Course Goals |

Word Wall from Emily Greenspan's Classroom. Emily is teaching in East Harlem, NYC. |
One professional hallmark of the
accomplished
teacher is the ability to strategically radiate more than one
instructional
environment in the classroom setting. This means that organizing and
managing the classroom, including the disciplinary context of the room,
results
from
intentional action with various classroom structures. Management by
autobiography
and doing to others what was done to you are the hallmarks of
thoughtless
practice. Good management is comprised of an ongoing series of
intentional
decisions that fine tune the ecological system of the classroom.
Great management is the appearance of doing this effortlessly.
Goal One
This
seminar experience
will enable you to exercise those decisions with increasing
sophistication by teaching you to view and effect classroom behavior by
using psychological
and sociological theory in your critical thinking process.
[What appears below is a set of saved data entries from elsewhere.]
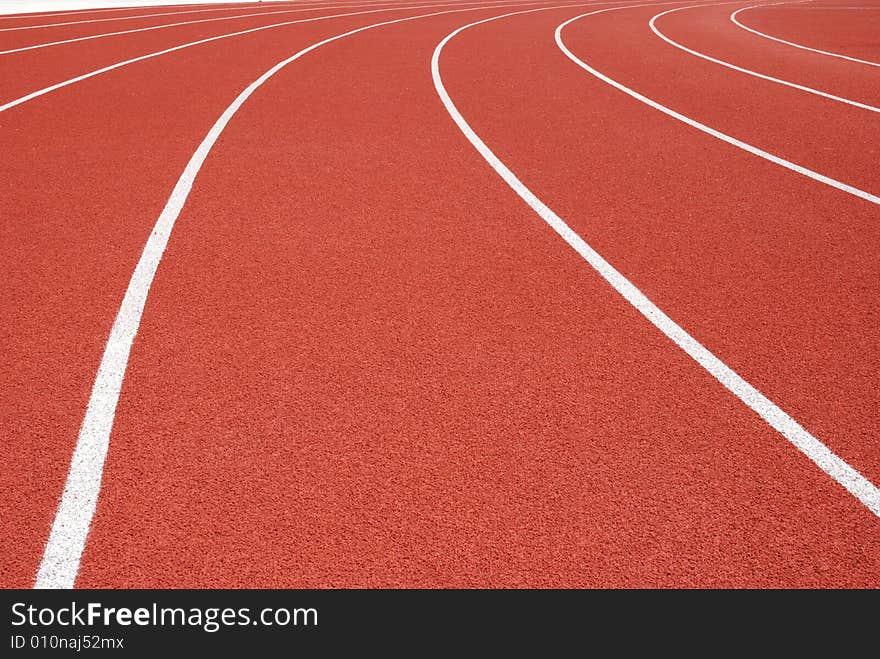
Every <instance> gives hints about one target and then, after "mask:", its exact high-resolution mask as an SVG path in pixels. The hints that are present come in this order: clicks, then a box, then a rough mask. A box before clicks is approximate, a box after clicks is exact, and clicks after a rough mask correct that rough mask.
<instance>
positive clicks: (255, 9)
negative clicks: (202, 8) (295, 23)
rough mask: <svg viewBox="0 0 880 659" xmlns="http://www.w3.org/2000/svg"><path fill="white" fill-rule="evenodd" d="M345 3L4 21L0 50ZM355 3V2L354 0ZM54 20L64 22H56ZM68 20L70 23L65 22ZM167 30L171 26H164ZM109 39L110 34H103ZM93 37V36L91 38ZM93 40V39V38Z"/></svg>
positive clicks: (220, 22)
mask: <svg viewBox="0 0 880 659" xmlns="http://www.w3.org/2000/svg"><path fill="white" fill-rule="evenodd" d="M340 4H345V3H341V2H301V3H293V4H286V5H285V4H279V5H275V4H270V5H262V4H260V5H242V6H240V7H237V8H229V9H221V10H213V9H208V10H205V9H200V10H197V11H196V12H192V11H190V12H176V11H171V12H159V13H158V14H157V13H155V12H145V13H143V14H139V15H136V16H133V17H131V18H124V17H113V18H112V19H111V20H107V19H104V20H102V21H101V22H80V21H79V20H73V21H48V20H47V21H46V23H45V24H46V27H42V28H38V29H26V30H25V29H10V28H18V27H20V26H17V25H12V26H10V25H2V24H0V50H11V49H14V48H25V47H29V46H33V45H38V44H44V43H52V42H55V41H63V40H67V39H78V38H83V37H92V36H95V35H101V34H110V33H113V32H126V31H128V30H140V29H145V28H158V27H159V26H164V25H170V24H173V23H183V22H194V23H193V24H196V25H197V24H198V23H195V21H205V22H211V23H212V24H214V25H223V24H224V23H225V22H227V20H228V19H230V18H232V17H234V16H239V15H246V14H259V13H266V14H273V13H274V12H283V11H290V10H291V9H294V10H295V9H308V8H311V7H321V6H323V7H328V6H329V7H332V6H333V5H340ZM352 4H353V3H352ZM281 15H283V14H281ZM52 23H61V24H60V25H52ZM65 23H66V24H65ZM161 29H167V28H161ZM120 36H121V35H120ZM101 38H109V37H101ZM90 40H91V39H90ZM90 40H89V41H90Z"/></svg>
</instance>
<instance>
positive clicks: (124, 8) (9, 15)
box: [0, 3, 256, 21]
mask: <svg viewBox="0 0 880 659" xmlns="http://www.w3.org/2000/svg"><path fill="white" fill-rule="evenodd" d="M243 4H244V3H242V5H243ZM254 4H256V3H254ZM140 6H158V5H132V6H130V7H96V8H94V9H87V8H84V9H73V10H71V11H55V12H51V13H43V12H40V13H20V14H2V13H0V20H4V21H5V20H7V19H13V18H25V19H26V18H49V17H51V16H70V15H71V14H79V15H80V16H82V15H83V14H98V13H101V14H105V13H110V12H117V11H135V10H137V9H138V7H140ZM162 6H167V7H191V6H192V5H162Z"/></svg>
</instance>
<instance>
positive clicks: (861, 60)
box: [730, 5, 880, 66]
mask: <svg viewBox="0 0 880 659" xmlns="http://www.w3.org/2000/svg"><path fill="white" fill-rule="evenodd" d="M763 6H764V5H751V6H749V7H743V8H742V9H737V10H736V11H735V12H733V13H732V14H731V15H730V20H731V21H733V22H734V23H735V24H736V25H738V26H739V27H741V28H742V29H743V30H747V31H748V32H751V33H752V34H757V35H758V36H759V37H764V38H765V39H770V40H771V41H777V42H779V43H784V44H785V45H787V46H792V47H794V48H800V49H801V50H809V51H810V52H811V53H819V54H820V55H828V56H829V57H837V58H839V59H845V60H849V61H850V62H858V63H859V64H867V65H868V66H880V63H878V62H871V61H868V60H864V59H859V58H858V57H850V56H849V55H841V54H840V53H832V52H830V51H827V50H820V49H819V48H810V47H809V46H804V45H803V44H799V43H795V42H794V41H786V40H785V39H780V38H779V37H774V36H772V35H770V34H766V33H764V32H759V31H758V30H756V29H754V28H751V27H749V26H748V25H745V24H743V23H742V22H740V20H739V19H738V18H737V16H738V15H739V14H741V13H742V12H744V11H749V10H750V9H756V8H757V7H763ZM799 8H800V9H830V7H799ZM788 9H795V7H788ZM849 9H859V7H849ZM872 9H876V7H872Z"/></svg>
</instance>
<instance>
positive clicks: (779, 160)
mask: <svg viewBox="0 0 880 659" xmlns="http://www.w3.org/2000/svg"><path fill="white" fill-rule="evenodd" d="M617 9H626V7H614V8H611V9H602V10H600V11H596V12H591V13H589V14H582V15H581V16H575V17H574V18H573V19H571V20H570V21H566V22H565V23H564V24H563V25H561V26H560V27H559V28H558V29H557V39H556V43H557V45H558V46H559V48H560V49H561V50H562V52H563V53H565V55H566V56H567V57H568V58H569V59H570V60H571V61H572V62H574V63H575V64H577V65H578V66H579V67H581V68H582V69H584V70H585V71H587V72H589V73H591V74H592V75H594V76H596V77H597V78H599V79H600V80H602V81H603V82H607V83H608V84H609V85H611V86H612V87H616V88H617V89H619V90H620V91H622V92H624V93H625V94H628V95H630V96H632V97H633V98H635V99H637V100H639V101H641V102H642V103H645V104H646V105H649V106H651V107H652V108H654V109H655V110H659V111H660V112H663V113H664V114H667V115H669V116H670V117H673V118H674V119H678V120H679V121H681V122H683V123H686V124H687V125H689V126H692V127H693V128H696V129H697V130H700V131H702V132H704V133H706V134H707V135H711V136H712V137H716V138H718V139H719V140H722V141H724V142H727V143H728V144H731V145H733V146H735V147H737V148H739V149H742V150H743V151H748V152H749V153H751V154H753V155H756V156H758V157H760V158H764V159H765V160H769V161H770V162H772V163H775V164H777V165H779V166H781V167H785V168H786V169H790V170H791V171H793V172H797V173H798V174H802V175H803V176H806V177H807V178H811V179H813V180H814V181H818V182H820V183H824V184H825V185H828V186H831V187H832V188H836V189H838V190H840V191H842V192H846V193H847V194H851V195H853V196H854V197H858V198H859V199H864V200H865V201H868V202H870V203H872V204H878V205H880V197H878V196H876V195H873V194H871V193H870V192H866V191H864V190H860V189H859V188H856V187H854V186H852V185H849V184H847V183H843V182H841V181H838V180H836V179H833V178H830V177H828V176H825V175H824V174H820V173H818V172H814V171H813V170H812V169H807V168H806V167H802V166H801V165H797V164H795V163H793V162H791V161H789V160H786V159H785V158H780V157H779V156H775V155H773V154H772V153H769V152H767V151H764V150H762V149H759V148H758V147H756V146H753V145H751V144H748V143H746V142H743V141H742V140H738V139H736V138H735V137H731V136H730V135H727V134H726V133H722V132H721V131H718V130H715V129H714V128H711V127H709V126H707V125H706V124H702V123H700V122H699V121H697V120H695V119H691V118H690V117H686V116H685V115H683V114H681V113H679V112H676V111H675V110H672V109H670V108H668V107H666V106H665V105H661V104H660V103H658V102H657V101H654V100H652V99H650V98H648V97H647V96H644V95H643V94H640V93H638V92H637V91H635V90H632V89H630V88H629V87H626V86H625V85H623V84H621V83H619V82H617V81H616V80H612V79H611V78H609V77H608V76H606V75H604V74H602V73H600V72H599V71H597V70H596V69H594V68H593V67H591V66H590V65H589V64H587V63H586V62H584V61H583V60H580V59H578V58H577V57H576V56H575V55H574V54H573V53H572V52H571V51H570V50H568V48H566V47H565V45H564V44H563V43H562V40H561V38H559V36H558V35H559V34H560V33H561V29H562V28H563V27H565V26H566V25H568V24H570V23H572V22H574V21H575V20H578V19H580V18H584V17H585V16H592V15H594V14H601V13H603V12H606V11H615V10H617Z"/></svg>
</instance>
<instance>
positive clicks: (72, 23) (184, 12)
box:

You will
learn how to understand and
manipulate
individual and group behavior as part of the same interrelated process.
The first goal of this course is that you "manage" a variety
of encouraging classroom environments by gaining control of
yourself.
Goal Two
A second professional hallmark of
an accomplished
teacher is the realization that relationship is at the heart of the
teaching
and learning enterprise. Relationship just doesn't happen. Accomplished
teachers know how to exercise and teach a set of leadership and group
processing
skills so that learners feel membership in their learning
community.
Communities can feel magical, but there is no magic to their
construction. Learning communities properly constructed can
give each child a feeling of courage to step across the borders of
their current learning zone. Therefore, a second goal of this course is that
you become a builder of
community so that each child becomes en-couraged as a unique member of that community.
Goal Three
The third goal of this course is
that you continue to be a reflective and critical problem solver.
More than
any other time in this elementary education program, you will be asked
to join theory to
practice and practice to theory through the disposition of articulate
critical reflectiveness. Our theoretical perspectives
will blend behavioral psychology (Positive Discipline) and the
sociology of small groups (Complex Instruction, Expectation
Theory). You will advance your developing expertise as a become
a competent, intentional problem
solver. Goal Three is manifested in your development of your professional portfolio, a task now achieved under the 188 umbrella.
If these three goals are met, the
fourth goal
for this course is achieved. You will be well on your way to becoming a leader among peers, a
teacher
who will simultaneously know what it takes to advance
equity, academic excellence, and social justice in America's
schoolrooms. This is not idle fantasy. Each year we get
letters - letters from our teaching graduates who let us know that what
they know
and can do in their school settings is quite extraordinary.
It
will be so with you. Trust us on that one!